Bringing the country’s more than 600,000 sworn police officers into greater partnership with anti-terrorism efforts is one way to help do this.

The obvious decentralization of Al Qaeda-inspired attacks worldwide since 9/11 may mean greater relevance for state and local law enforcement in detecting and preventing attacks by Islamicists who clearly have tightened their own operational security by operating in small cells and finding local sympathizers willing to do their bidding.

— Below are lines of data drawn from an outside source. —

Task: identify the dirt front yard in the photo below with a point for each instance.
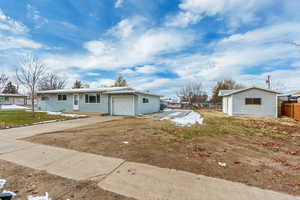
(25, 181)
(257, 151)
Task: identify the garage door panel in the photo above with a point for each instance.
(123, 105)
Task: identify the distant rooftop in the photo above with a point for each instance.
(82, 90)
(106, 90)
(230, 92)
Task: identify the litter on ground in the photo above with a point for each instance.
(12, 107)
(46, 197)
(222, 164)
(181, 117)
(9, 192)
(2, 183)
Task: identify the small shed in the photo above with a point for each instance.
(253, 101)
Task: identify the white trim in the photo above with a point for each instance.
(84, 94)
(111, 106)
(78, 102)
(122, 96)
(133, 105)
(276, 106)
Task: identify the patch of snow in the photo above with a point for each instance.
(12, 107)
(186, 120)
(46, 197)
(2, 183)
(222, 164)
(9, 192)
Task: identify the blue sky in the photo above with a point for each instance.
(157, 45)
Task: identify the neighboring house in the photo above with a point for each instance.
(171, 102)
(108, 100)
(13, 99)
(251, 101)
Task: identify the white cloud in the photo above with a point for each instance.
(102, 83)
(126, 27)
(93, 74)
(35, 16)
(128, 72)
(7, 42)
(236, 11)
(138, 48)
(262, 49)
(148, 69)
(13, 26)
(119, 3)
(14, 34)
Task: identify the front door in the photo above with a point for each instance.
(75, 102)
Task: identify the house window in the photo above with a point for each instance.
(62, 97)
(253, 101)
(145, 100)
(92, 98)
(45, 98)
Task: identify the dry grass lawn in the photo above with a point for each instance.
(14, 118)
(258, 151)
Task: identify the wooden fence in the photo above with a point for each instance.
(291, 110)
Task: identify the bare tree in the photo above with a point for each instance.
(3, 81)
(120, 82)
(29, 73)
(51, 82)
(223, 85)
(192, 91)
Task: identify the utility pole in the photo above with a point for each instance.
(268, 82)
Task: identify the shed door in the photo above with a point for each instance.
(123, 105)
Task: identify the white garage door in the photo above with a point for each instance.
(123, 105)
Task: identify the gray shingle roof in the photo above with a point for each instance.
(230, 92)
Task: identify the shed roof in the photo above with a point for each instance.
(12, 95)
(231, 92)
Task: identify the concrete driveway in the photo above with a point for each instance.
(131, 179)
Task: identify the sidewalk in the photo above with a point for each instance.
(135, 180)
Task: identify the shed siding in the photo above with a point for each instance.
(151, 107)
(266, 109)
(225, 105)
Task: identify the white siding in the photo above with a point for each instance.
(230, 106)
(151, 107)
(268, 107)
(123, 105)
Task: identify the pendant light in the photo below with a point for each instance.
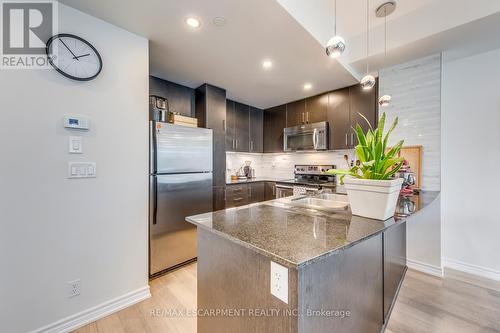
(336, 45)
(368, 81)
(385, 10)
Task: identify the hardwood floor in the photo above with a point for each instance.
(425, 304)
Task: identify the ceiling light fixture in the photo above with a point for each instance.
(219, 21)
(368, 81)
(267, 64)
(193, 22)
(336, 45)
(383, 11)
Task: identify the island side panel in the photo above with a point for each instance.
(394, 264)
(231, 276)
(350, 280)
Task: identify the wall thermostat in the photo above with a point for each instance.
(76, 122)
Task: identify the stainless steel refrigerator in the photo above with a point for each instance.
(180, 185)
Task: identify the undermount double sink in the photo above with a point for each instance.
(325, 202)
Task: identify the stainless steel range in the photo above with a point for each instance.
(308, 180)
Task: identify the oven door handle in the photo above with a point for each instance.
(315, 138)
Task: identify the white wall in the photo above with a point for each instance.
(415, 88)
(52, 229)
(471, 156)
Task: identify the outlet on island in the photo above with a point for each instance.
(279, 281)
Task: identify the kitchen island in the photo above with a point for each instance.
(341, 273)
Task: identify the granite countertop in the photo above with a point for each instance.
(295, 236)
(250, 180)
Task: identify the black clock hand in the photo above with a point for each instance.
(74, 56)
(83, 55)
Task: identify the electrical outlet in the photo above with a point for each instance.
(279, 281)
(74, 288)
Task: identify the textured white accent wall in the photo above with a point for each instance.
(471, 142)
(53, 229)
(415, 88)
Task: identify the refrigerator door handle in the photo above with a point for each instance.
(155, 199)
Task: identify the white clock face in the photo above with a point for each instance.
(74, 57)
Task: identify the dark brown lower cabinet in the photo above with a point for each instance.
(243, 194)
(219, 197)
(255, 192)
(269, 191)
(236, 195)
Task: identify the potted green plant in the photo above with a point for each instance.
(370, 184)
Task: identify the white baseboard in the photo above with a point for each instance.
(424, 268)
(85, 317)
(484, 272)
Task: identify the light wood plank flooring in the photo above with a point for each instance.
(425, 304)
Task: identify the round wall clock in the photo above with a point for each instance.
(73, 57)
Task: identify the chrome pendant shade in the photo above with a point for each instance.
(368, 82)
(336, 45)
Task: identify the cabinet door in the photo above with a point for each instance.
(242, 127)
(236, 195)
(296, 113)
(256, 130)
(339, 119)
(230, 125)
(316, 108)
(274, 123)
(256, 192)
(219, 197)
(269, 191)
(362, 102)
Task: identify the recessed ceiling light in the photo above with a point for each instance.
(219, 21)
(267, 64)
(193, 22)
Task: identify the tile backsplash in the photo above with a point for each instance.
(281, 165)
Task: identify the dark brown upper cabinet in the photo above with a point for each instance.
(274, 123)
(339, 118)
(316, 108)
(241, 127)
(230, 125)
(256, 130)
(296, 113)
(211, 113)
(344, 109)
(244, 128)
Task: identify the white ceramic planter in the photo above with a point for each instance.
(374, 199)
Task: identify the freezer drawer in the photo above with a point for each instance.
(173, 197)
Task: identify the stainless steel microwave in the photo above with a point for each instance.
(306, 137)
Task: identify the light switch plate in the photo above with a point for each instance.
(75, 145)
(82, 170)
(279, 281)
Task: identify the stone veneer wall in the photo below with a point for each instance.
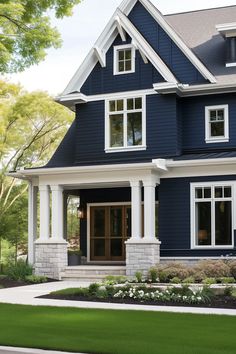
(141, 256)
(50, 259)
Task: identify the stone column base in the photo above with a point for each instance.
(50, 258)
(141, 256)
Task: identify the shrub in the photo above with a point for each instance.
(189, 280)
(213, 269)
(175, 280)
(93, 288)
(226, 280)
(232, 266)
(153, 275)
(174, 269)
(35, 279)
(139, 277)
(19, 270)
(209, 281)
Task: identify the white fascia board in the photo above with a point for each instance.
(177, 40)
(201, 162)
(145, 47)
(84, 169)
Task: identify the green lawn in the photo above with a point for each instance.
(116, 332)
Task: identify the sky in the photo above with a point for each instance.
(80, 32)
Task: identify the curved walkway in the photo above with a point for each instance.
(26, 295)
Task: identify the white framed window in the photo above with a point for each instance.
(124, 59)
(217, 124)
(212, 215)
(125, 124)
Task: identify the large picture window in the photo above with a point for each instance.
(216, 124)
(212, 215)
(125, 124)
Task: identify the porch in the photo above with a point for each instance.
(116, 231)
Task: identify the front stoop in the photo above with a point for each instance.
(91, 273)
(141, 256)
(50, 258)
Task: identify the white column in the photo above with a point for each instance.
(44, 213)
(32, 221)
(149, 210)
(136, 210)
(57, 213)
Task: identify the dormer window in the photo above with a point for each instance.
(124, 59)
(217, 124)
(228, 32)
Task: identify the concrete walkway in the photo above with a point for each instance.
(26, 295)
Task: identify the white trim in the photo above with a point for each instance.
(125, 148)
(230, 65)
(212, 200)
(116, 49)
(219, 139)
(178, 41)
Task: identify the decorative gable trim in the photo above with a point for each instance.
(178, 41)
(120, 24)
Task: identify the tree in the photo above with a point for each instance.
(31, 126)
(26, 31)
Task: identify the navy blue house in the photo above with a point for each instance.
(152, 150)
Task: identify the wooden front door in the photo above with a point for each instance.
(110, 227)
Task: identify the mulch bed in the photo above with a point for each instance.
(225, 302)
(8, 283)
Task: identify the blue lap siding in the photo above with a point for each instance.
(178, 63)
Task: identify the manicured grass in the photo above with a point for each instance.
(116, 332)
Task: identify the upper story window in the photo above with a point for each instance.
(125, 124)
(212, 215)
(217, 124)
(124, 59)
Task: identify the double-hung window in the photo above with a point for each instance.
(212, 215)
(124, 59)
(217, 124)
(125, 124)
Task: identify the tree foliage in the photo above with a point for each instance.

Already, many police departments around the country have created or beefed up existing intelligence units, anti-terrorism tools that can gain even greater public acceptance and support if they scrupulously respect civil liberties. DHS’s Immigration and Customs Enforcement (ICE) unit has also helped recently by bringing state and local police into greater partnership in enforcing immigration laws, a key anti-terrorist tool. The counter-terrorism fusion centers, partnerships between the FBI and state and local law enforcement, being established and expanded around the country are another very good idea. Even more support, including much improved communications equipment and training, is needed, however.

Paying greater attention to the interface between homeland security and public health would also help, particularly if national emergency medical service assets were wrested from a dysfunctional Department of Health and Human Services and placed in the Department of Homeland Security, where they clearly belong.

Finally, some of the best measures that might be taken to help prevent suicide bombings here involve much lower cost and lower tech alternatives to what are being proposed by some of those “September 12th” experts.

In a country in which 32 million people use trains, subways and buses to commute to work every day, how likely is it that expensive bomb-detecting equipment -- some of which costs between $500,000 and $1 million each -- will be purchased to cover every possibility?

One way of bringing some low-tech, low cost symmetry to the asymmetrical war being waged against us by Al Qaeda would be for our side to unleash the “dogs of war” -- dramatically increasing the number of canines used by federal, state and local law enforcement agencies in bomb detection work, particularly in mass transit.

Those who know these things say that innocent people who might be afraid of a snarling Doberman or even a German Shepherd would not be inconvenienced by such a move -- winsome Labradors, alert English Spaniels and all sorts of terriers are best for that kind of work. “Any of your rat dogs are good,” said one well-traveled security specialist.

Good for us, and maybe very bad for Osama’s skulking minions. If, of course, lesser known substances like peroxide acetone are incorporated as part of the dogs' training drill.